Despite the many problems with this film, The Algiers sequence is undeniably harrowing. It is one of 2017's most memorable sequences and could garner nominations during awards season. Initially the blocking, dialogue, and framing seem confusing, until the realization hits that Bigelow's intent was to mimic the power of fear to disorient and bewilder. In hindsight, the brilliance of this scene is how it transcends typical torture scenarios with a prolonged, meandering sense of brutality. Not only are these young people victims due to their race, they are victims because their captors have all the time in the world. If anything, this is Detroit's greatest notion, the idea that it is not simply a racist gang of cops that are the enemy, but the system itself that allows for things such as this to transpire, an idea that is thinly reflected in an awkward coda that steps beyond the intensity of the Algiers segment to transform in a half-baked court room drama that serves no purpose, other than to continue Bigelow's manifesto that racism is indeed evil and unfair. 


Ultimately, Detroit is a well-made, misguided attempt at showcasing something that is alive and well throughout America, from the streets of a major city, to a Virginia college town, and to the halls of the highest offices of power.

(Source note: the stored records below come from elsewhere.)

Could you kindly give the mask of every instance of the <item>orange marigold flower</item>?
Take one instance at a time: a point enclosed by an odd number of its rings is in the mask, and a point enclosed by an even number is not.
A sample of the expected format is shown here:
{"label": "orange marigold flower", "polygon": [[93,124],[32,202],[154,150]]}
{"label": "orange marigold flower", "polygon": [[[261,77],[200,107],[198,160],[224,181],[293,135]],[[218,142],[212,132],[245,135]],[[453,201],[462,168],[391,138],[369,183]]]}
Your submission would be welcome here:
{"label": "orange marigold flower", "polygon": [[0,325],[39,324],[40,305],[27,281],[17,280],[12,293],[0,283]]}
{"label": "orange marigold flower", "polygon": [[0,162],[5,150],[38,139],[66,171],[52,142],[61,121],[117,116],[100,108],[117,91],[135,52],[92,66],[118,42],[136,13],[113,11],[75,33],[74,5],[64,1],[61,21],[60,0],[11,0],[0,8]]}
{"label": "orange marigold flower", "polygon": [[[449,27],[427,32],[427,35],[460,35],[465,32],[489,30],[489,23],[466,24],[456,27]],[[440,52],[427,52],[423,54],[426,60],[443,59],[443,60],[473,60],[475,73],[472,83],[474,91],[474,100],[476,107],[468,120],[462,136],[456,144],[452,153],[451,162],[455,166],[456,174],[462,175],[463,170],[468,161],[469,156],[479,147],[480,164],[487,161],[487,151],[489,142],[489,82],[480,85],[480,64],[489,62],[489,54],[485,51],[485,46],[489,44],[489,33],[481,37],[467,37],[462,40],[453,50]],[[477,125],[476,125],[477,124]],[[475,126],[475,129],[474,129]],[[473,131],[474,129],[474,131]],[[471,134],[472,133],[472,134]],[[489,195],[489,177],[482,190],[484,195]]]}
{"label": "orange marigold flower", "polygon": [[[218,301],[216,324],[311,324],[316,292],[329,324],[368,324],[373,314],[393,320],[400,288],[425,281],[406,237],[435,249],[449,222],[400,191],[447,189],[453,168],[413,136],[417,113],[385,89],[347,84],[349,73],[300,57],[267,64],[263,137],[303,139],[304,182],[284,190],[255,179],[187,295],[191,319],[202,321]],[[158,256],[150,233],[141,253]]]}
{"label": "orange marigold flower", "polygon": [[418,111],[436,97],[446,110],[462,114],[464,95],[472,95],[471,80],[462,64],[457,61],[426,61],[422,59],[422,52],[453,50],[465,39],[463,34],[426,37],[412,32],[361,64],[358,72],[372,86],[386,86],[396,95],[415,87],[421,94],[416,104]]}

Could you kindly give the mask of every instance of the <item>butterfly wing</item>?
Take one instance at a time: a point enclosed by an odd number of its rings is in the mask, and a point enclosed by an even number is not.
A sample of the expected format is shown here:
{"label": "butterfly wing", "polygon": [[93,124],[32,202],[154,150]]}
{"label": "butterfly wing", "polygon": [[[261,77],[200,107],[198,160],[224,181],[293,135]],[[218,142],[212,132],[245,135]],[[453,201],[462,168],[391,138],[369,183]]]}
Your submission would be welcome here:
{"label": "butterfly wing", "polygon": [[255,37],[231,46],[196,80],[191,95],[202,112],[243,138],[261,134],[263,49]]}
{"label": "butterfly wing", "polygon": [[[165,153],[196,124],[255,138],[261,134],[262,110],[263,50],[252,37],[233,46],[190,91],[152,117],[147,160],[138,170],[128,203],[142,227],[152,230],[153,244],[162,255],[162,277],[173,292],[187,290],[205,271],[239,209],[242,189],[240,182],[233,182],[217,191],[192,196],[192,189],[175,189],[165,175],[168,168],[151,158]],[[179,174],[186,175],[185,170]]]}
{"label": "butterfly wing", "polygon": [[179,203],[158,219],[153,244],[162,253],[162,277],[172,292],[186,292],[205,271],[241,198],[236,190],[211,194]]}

The tragedy is that Detroit manages to only retread these realizations rather than delve into the complexities involved, by exploring different aspects of one of the darkest nights in the history of the United States by filming in the city and conversing with its natives. While budget and the removal of Michigan’s film incentives surely effected this decision, a film of this nature demands respectful authenticity, rather than traditional Hollywood telescoping from ivory towers of privilege. Sadly, this is yet another hollow attempt at progress that understands perfectly how to show evil and yet can't offer any insight into how to defeat it.